En el mes de julio del pasado año, Condoleezza Rice, asesora de Seguridad Nacional del presidente Bush, dijo a otro alto funcionario de la Administración de Bush: «La decisión está tomada. No te rompas la cabeza». (Washington Post, 12 de Enero de 2003; New Yorker, 31 de Marzo de 2003). El pasado día 2 de julio, el mariscal del Aire británico Sir John Walter, antiguo jefe de Inteligencia de la Defensa y director adjunto del Comité Conjunto de Inteligencia, escribía un memorando de carácter confidencial a los miembros del Parlamento en el que les advertía que el «compromiso con la guerra» se había adoptado hacía un año. «A partir de entonces» escribía Sir John Walter, «absolutamente todo el proceso que se siguió a base de razones y más razones, humanitarismo, moralidad, cambio de régimen, terrorismo y, finalmente, inminentes ataques por medio de armas de destrucción masiva, no ha sido otra cosa que fuego de cobertura».

La revelación pública, sin ningún tipo de trabas, de todo esto podría suponer un crisis de naturaleza incontrolable para toda esa camarilla que gobierna Gran Bretaña: el Servicio Secreto, el Servicio Civil, Downing Street, la favorecida City (Centro financiero de Londres) y los medios de comunicación al servicio del Gobierno. Unos cuantos espectros y mandarines que disponen de mucho tiempo para dedicárselo a ese extraño y mesiánico Blair pero que, además, lucharán denodadamente para protegerle para, así, poder protegerse ellos mismos y asegurarse de que su versión del gran juego de Lord Curzon (es decir, el imperialismo) continúe sin encontrar la menor oposición.

Este es un juego muy bien ejemplificado por la feria de armamento que se había inaugurado en Londres un 9 de septiembre, propiciada por un Gobierno y una industria armamentística que, entre ambos, configuran el segundo mayor mercado de la muerte del mundo y en el que venden sus productos a todos esos tiranos y criminales de Estado habituales.
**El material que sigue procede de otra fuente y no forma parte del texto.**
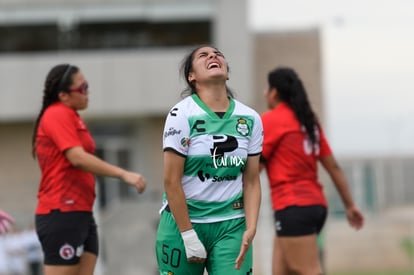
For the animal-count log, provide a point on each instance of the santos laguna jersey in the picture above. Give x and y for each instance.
(216, 150)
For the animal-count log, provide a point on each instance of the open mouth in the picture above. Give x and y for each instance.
(213, 65)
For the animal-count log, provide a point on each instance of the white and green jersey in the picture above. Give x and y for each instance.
(216, 150)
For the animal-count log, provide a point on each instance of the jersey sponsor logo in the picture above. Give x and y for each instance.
(67, 252)
(171, 132)
(197, 127)
(223, 144)
(278, 225)
(173, 111)
(242, 128)
(79, 250)
(237, 205)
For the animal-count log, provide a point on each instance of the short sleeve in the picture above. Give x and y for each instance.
(176, 131)
(60, 126)
(256, 142)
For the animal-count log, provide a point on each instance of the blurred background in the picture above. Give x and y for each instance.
(356, 61)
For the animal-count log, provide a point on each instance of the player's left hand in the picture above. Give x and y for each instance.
(248, 236)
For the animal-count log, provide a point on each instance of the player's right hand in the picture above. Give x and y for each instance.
(5, 222)
(194, 249)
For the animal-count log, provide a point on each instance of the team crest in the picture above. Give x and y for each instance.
(185, 142)
(242, 127)
(67, 252)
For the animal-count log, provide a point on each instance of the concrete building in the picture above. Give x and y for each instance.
(130, 52)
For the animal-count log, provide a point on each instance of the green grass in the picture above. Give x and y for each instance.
(374, 273)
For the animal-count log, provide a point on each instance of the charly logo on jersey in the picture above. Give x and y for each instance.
(67, 252)
(221, 145)
(242, 127)
(171, 132)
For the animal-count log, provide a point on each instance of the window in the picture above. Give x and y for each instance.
(103, 35)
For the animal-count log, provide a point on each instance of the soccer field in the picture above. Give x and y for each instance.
(374, 273)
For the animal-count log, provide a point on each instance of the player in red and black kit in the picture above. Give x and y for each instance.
(65, 152)
(293, 144)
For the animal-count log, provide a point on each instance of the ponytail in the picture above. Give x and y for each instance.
(291, 90)
(58, 79)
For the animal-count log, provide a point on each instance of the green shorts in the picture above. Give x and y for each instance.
(222, 241)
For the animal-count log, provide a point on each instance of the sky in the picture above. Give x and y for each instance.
(367, 64)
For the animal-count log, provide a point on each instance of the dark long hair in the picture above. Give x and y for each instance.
(57, 80)
(187, 67)
(291, 90)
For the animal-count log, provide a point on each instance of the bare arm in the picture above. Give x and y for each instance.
(88, 162)
(354, 215)
(173, 172)
(251, 200)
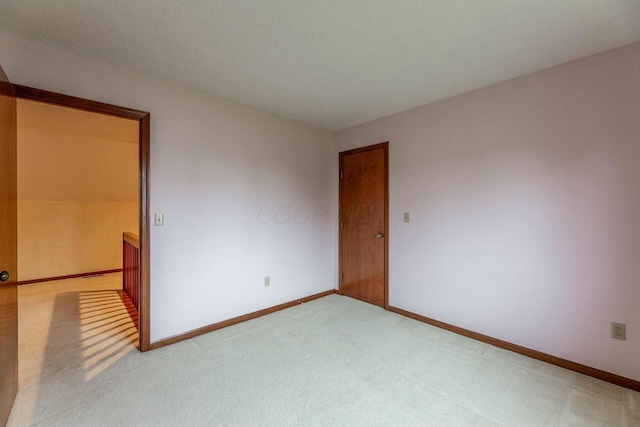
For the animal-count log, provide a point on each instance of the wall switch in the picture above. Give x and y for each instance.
(619, 331)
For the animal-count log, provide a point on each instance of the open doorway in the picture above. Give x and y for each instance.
(117, 134)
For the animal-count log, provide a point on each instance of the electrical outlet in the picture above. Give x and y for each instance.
(619, 331)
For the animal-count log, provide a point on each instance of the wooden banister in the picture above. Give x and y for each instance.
(131, 238)
(131, 267)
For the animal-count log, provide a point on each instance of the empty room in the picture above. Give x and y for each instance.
(419, 213)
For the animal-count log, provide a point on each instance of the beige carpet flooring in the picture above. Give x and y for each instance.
(333, 361)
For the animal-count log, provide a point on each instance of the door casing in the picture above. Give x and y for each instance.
(8, 248)
(143, 119)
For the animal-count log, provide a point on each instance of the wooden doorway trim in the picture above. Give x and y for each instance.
(385, 147)
(143, 119)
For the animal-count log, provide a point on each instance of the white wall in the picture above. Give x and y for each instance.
(525, 209)
(214, 166)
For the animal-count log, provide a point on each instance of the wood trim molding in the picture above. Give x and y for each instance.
(70, 276)
(144, 235)
(385, 147)
(534, 354)
(40, 95)
(215, 326)
(144, 127)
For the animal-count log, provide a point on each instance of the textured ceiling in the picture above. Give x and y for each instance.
(332, 63)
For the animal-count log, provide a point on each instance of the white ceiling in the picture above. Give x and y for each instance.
(332, 63)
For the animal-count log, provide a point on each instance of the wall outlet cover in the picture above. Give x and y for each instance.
(619, 331)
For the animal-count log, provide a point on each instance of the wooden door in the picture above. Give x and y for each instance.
(363, 224)
(8, 250)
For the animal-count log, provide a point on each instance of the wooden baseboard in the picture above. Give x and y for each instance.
(534, 354)
(71, 276)
(235, 320)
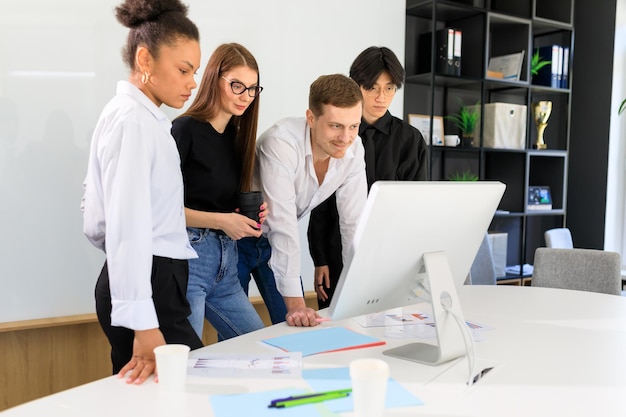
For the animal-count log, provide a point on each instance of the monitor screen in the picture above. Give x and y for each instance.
(402, 221)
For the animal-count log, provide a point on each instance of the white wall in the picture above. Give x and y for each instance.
(615, 227)
(59, 62)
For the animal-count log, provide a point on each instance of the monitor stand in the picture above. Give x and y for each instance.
(435, 277)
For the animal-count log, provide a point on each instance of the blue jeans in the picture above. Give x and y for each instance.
(254, 254)
(214, 290)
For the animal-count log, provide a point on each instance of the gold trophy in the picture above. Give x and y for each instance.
(541, 112)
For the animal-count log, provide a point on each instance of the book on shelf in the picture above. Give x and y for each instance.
(458, 36)
(565, 79)
(509, 65)
(556, 73)
(447, 51)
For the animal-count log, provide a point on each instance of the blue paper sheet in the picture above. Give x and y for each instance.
(310, 342)
(330, 379)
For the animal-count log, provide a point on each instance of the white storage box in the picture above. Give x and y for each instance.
(505, 126)
(498, 243)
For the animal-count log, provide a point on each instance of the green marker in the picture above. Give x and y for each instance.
(309, 399)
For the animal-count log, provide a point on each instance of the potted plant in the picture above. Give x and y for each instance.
(463, 176)
(466, 120)
(537, 62)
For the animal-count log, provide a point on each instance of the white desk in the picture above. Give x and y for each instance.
(559, 353)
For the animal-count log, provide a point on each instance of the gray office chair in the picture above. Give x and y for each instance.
(578, 269)
(483, 271)
(559, 238)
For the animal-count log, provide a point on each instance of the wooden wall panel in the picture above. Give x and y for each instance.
(41, 357)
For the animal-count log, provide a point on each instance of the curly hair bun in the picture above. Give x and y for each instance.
(132, 13)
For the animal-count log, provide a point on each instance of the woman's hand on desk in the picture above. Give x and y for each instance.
(298, 314)
(321, 280)
(143, 363)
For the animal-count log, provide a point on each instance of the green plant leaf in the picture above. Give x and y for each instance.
(537, 63)
(466, 119)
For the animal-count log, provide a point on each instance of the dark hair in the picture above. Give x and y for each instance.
(153, 23)
(336, 90)
(208, 101)
(372, 62)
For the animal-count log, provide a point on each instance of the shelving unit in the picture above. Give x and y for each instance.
(493, 28)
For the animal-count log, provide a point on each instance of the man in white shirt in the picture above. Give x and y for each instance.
(301, 162)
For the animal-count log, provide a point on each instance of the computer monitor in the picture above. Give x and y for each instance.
(415, 238)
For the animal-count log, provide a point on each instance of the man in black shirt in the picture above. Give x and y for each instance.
(394, 150)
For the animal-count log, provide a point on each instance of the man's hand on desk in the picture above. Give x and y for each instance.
(143, 363)
(298, 314)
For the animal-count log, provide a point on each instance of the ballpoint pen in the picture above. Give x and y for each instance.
(326, 395)
(309, 400)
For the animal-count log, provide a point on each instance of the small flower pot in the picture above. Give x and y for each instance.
(467, 141)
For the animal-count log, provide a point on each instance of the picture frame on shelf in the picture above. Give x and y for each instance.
(422, 123)
(510, 66)
(539, 198)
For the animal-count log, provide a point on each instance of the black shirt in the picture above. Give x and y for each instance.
(210, 164)
(400, 155)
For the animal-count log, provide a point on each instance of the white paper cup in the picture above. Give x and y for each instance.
(369, 386)
(171, 361)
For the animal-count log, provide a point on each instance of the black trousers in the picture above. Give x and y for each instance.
(169, 289)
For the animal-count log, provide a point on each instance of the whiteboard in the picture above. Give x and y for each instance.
(59, 64)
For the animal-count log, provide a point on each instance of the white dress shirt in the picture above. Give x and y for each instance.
(291, 188)
(133, 201)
Su extremada crueldad e implacabilidad se puso de manifiesto cuando dicha feria se celebró en el año 2001 y ocurrieron los atentados del 11 de Septiembre. En aquellos momentos, y por respeto a las víctimas habidas en Nueva York y Washington, se cancelaron muchos acontecimientos públicos como, por ejemplo, la conferencia anual sindical. Pero la feria del armamento continuó celebrándose.

«El caleidoscopio se ha descompuesto», aseguró Blair tras el 11 de Septiembre. «Sus piezas están desorganizadas. Pero pronto estarán de nuevo en su sitio. Aunque antes de ello, reordenemos el mundo que tenemos a nuestro alrededor». Quien quiera que haya sido el que escribió semejante necedad es posible que ya no esté en Downing Street. Sin embargo, Blair sigue asegurándonos constantemente que él cree en lo que dice, y quizá sea cierto. Varios de los abogados de los juicios de Nuremberg esgrimieron como defensa ese mismo argumento, lo mismo que lo han hecho otros criminales de Estado juzgados por el Tribunal de la Haya. Y, al igual que ellos, Blair debería acabar ante un tribunal.